First interior Contact:


Perhaps you can see the  "black drop" connecting Venus to the sun's edge. It is this drop which makes it difficult to get the exact timing of the transit, necessary for a measurement of the distance between earth and Venus. Also note the clocks. The one to the left is universal time (the same as Greenwich mean time or, for you pilots, Zulu). Note that it's two hours behind local time. The clock to the right gives sidereal time which is referenced to the fixed stars (from the Latin sideris, genetive of sidus, sky, star). Sidereal time  runs faster than solar time by about four minutes per day (a sidereal year is one day less than a solar year).  For a fuller discussion of Venus transits, read my review of  the book June 8, 2004: Venus in transit. Better yet, get the book.

Here is a view, just past first interior contact:

And another:

The transit lasted until 13:23:54.9 local time. That's six hours and 3 minutes. Needless to say, we didn't stare at it the whole time, but we did watch to about this point:

There was another device, made by the observatory for home viewing, displaying the transit. (Remember, one cannot look directly at a transit, just as one cannot look at a partial eclipse, without the real risk of being permanently blinded.)

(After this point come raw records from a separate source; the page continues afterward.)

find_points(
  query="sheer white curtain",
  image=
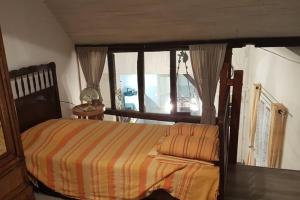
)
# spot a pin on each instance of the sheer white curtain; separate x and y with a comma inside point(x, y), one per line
point(92, 60)
point(207, 61)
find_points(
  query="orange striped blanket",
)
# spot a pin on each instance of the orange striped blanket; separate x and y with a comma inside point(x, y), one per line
point(89, 159)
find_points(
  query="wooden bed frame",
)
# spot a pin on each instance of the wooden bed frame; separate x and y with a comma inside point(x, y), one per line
point(37, 100)
point(36, 94)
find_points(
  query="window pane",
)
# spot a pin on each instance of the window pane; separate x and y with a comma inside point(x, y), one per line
point(157, 82)
point(126, 80)
point(104, 86)
point(187, 96)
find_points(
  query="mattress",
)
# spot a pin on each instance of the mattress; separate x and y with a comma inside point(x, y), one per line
point(89, 159)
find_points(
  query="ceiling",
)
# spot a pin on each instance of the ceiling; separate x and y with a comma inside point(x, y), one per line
point(143, 21)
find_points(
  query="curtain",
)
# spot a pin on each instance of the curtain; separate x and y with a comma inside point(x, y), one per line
point(207, 61)
point(92, 60)
point(256, 92)
point(276, 134)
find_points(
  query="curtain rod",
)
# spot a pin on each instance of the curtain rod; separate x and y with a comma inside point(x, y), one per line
point(268, 95)
point(234, 43)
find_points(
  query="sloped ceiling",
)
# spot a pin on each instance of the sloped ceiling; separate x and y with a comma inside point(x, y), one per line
point(140, 21)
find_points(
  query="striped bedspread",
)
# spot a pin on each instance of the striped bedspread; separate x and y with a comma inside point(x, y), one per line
point(89, 159)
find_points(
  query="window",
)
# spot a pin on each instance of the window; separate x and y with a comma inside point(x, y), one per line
point(104, 86)
point(187, 96)
point(157, 82)
point(126, 80)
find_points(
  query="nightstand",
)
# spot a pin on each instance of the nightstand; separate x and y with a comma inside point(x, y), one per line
point(81, 113)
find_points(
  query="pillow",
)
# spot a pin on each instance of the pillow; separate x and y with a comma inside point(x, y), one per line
point(193, 147)
point(203, 130)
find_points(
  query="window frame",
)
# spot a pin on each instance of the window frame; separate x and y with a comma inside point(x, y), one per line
point(142, 114)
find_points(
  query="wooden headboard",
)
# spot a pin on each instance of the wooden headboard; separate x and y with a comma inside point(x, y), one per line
point(36, 94)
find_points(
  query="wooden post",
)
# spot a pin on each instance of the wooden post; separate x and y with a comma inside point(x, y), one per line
point(112, 78)
point(173, 81)
point(141, 80)
point(235, 115)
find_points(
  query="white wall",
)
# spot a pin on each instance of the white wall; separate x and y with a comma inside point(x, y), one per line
point(32, 36)
point(280, 77)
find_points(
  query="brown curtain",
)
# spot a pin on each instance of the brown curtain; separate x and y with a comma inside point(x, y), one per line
point(276, 134)
point(92, 60)
point(207, 61)
point(256, 92)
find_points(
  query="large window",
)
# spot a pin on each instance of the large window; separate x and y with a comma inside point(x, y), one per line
point(155, 82)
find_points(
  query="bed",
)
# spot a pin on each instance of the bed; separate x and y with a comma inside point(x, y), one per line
point(72, 158)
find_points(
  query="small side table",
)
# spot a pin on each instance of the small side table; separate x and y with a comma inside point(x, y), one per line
point(95, 114)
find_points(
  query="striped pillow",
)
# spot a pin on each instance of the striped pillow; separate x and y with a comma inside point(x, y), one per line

Breakfast was served during the transit:

We also had the opportunity to view directly through a (filtered) telescope:

For those who thought they were just seeing spots in front of their eyes rather than Venus, Kathy is pointing it out:

At 10 a.m. Francois Mignard, one of the astronomers working at the observatory, gave a wonderful lecture on the transit (in French). Here are is one of his slides:

showing various realizations of Venus:

Perhaps you can make some of them out.

For pictures of another celestial phenomenon, click here.

In conclusion, in the viewing of an astronomical phenomenon of this type one understands what the Psalmist was saying in Psalm 19:

"The heavens declare the glory of God: and the firmament sheweth his handiwork."

Haydn, in The Creation, paraphrased it as "The heavens are telling the glory of God, the wonders of his work proclaim the firmament."